From Fr Z's Blog
The Fishwrap sure lived up to its name this time. Fishwrap (aka National Schismatic Reporter) has gushy piece about a reunion of old men who were seminarians of class 1966 at the Pontifical North American College in Rome. The arrived in Rome in 1962 and were ordained in 1966. Hence, they were in Rome during the Second Vatican Council.
That’s the point of the Fishwrap piece, of course: those halcyon days. And, with Francis, they’re back… or should be.

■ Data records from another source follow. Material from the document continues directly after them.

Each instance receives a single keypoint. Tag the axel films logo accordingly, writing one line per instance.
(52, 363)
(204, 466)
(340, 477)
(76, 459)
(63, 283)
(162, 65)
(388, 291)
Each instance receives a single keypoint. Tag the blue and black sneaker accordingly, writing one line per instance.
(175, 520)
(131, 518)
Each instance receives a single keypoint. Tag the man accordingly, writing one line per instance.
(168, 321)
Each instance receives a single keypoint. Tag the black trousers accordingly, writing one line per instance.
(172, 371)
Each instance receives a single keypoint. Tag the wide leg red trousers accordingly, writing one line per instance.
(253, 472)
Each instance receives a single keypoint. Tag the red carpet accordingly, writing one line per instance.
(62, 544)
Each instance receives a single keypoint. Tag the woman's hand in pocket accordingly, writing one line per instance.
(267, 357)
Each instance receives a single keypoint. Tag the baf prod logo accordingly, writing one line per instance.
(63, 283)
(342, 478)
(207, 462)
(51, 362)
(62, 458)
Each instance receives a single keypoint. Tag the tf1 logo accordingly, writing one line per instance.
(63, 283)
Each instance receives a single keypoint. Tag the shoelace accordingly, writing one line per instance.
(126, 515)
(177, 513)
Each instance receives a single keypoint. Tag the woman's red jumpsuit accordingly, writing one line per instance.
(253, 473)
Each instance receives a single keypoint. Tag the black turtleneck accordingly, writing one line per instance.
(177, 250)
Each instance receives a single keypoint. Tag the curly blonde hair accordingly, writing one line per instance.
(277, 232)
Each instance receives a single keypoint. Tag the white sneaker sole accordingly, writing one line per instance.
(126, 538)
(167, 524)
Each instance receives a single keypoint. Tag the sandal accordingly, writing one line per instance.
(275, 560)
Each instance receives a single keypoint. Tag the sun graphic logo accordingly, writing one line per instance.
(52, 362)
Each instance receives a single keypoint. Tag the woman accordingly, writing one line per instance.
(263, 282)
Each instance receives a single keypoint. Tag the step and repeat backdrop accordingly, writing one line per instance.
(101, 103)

The whole piece is rather pathetic. Fishwrap’s breathy account of the reunion, with the cute little jokes and quips the ol’ gang bandied about, belies the underlying subtext. Here’s a passage:
Fifty-five were eventually ordained. Sixteen are still active priests. Thirty-one left the active priesthood.They came home aflame — and ran headlong into the mid-1960s. The turbulence of change was fierce, but so was their zeal. Something had to give. For many, it was the priesthood. Most thought, in the wake of Vatican II, that mandatory celibacy would soon become optional. They were wrong. They thought the ban on contraception would be overturned. They were wrong. As some joined the first great wave of resignation, laicization or whatever term you choose, they feared their fellow Council Class members would ostracize and reject them.They were wrong.Many forged new paths, establishing careers — frequently pastoral in nature — getting married, raising kids. Keeping tabs on one another wasn’t as easy then as it is today. There was no internet yet, no email.But they had Bill Freburger, who left the priesthood in 1976 and worked for NCR.
That about sums it up. They were wrong. 56% of the class quit. But you could work for Fishwrap!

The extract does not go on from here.